Si alguien es muy cercano, se vuelve defensiva. Como se siente de cariño corto, se pone la armadura, para luego distanciarse, indiferente y sin culpa, de las garras de un sentimiento profundo.
Y no es que el chico tenga algo malo; se inventa las banderas rojas, le busca las 5 patas al gato, gatilla un conflicto innecesario, genera estrategias para que no la quiera, para que la deje, para que se dé cuenta de que ella no es una mujer buena, pero pese a todo, no es consciente de su ardid, por eso cree que simplemente tiene mala suerte.
Sin embargo, cuando un chico la ignora, un mar de angustia y ansiedad le ataca la mente, le viene un amor inmenso, que más que un sentimiento, parece una obsesión. De pronto siente más ganas, más deseo, como si entre tanta indiferencia suya, encontrara las motivaciones para querer tenerlo cerca.

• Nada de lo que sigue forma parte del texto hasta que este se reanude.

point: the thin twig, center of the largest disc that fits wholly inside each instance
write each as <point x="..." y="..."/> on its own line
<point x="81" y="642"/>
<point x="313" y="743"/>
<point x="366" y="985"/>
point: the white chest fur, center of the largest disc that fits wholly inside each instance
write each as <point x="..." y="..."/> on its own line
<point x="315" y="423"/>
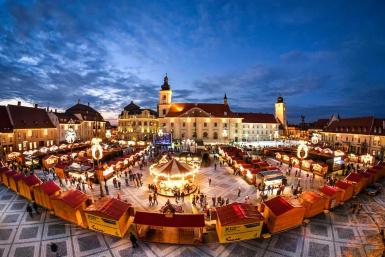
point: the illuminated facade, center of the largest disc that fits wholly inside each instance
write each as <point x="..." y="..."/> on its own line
<point x="135" y="123"/>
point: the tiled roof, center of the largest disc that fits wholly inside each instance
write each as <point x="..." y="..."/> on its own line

Herida del placer le llaman a las ganas de tener aquello que no está al alcance, y esa sensación de perseguir al escurridizo, es como una llama que prende la vida y cada día que se inicia esperando los buenos días, la cita, declaraciones de compromiso y un amor que a tironazos, pueda alzarse como una copa mundial, sobre el podio del número uno.
Lo que pasa dentro de ella es que le tiene miedo al amor, no quiere sufrir, algo se le quebró por dentro, así que cuando sabe que puede querer y ser querida, sale corriendo.

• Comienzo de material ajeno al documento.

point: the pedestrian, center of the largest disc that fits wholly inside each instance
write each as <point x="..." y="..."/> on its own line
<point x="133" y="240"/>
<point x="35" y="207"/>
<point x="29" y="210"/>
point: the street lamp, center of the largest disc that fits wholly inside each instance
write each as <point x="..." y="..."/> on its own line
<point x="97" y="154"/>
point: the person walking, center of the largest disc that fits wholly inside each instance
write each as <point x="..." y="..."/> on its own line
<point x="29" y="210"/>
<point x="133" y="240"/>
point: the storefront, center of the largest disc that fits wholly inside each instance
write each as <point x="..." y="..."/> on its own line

Que cuando se siente ignorada, se le enciende el miedo como antorcha de coliseo y es entonces cuando perturbada, se pone invasiva, controladora, ansiosa y persecutora como gata de monte.
Dentro de sí, hay varias “mini ella”, una que no quiere querer por miedo a que la quieran y luego perder ese cariño, otra que quiere querer, aun si el otro no quiere quererla, otra que lucha con ambas, para encontrar de una vez el equilibrio, que le permita despojarse de su vestido de espinas y de su malla de pesca, para disfrutar de una vez por todas, un amor sin máscaras.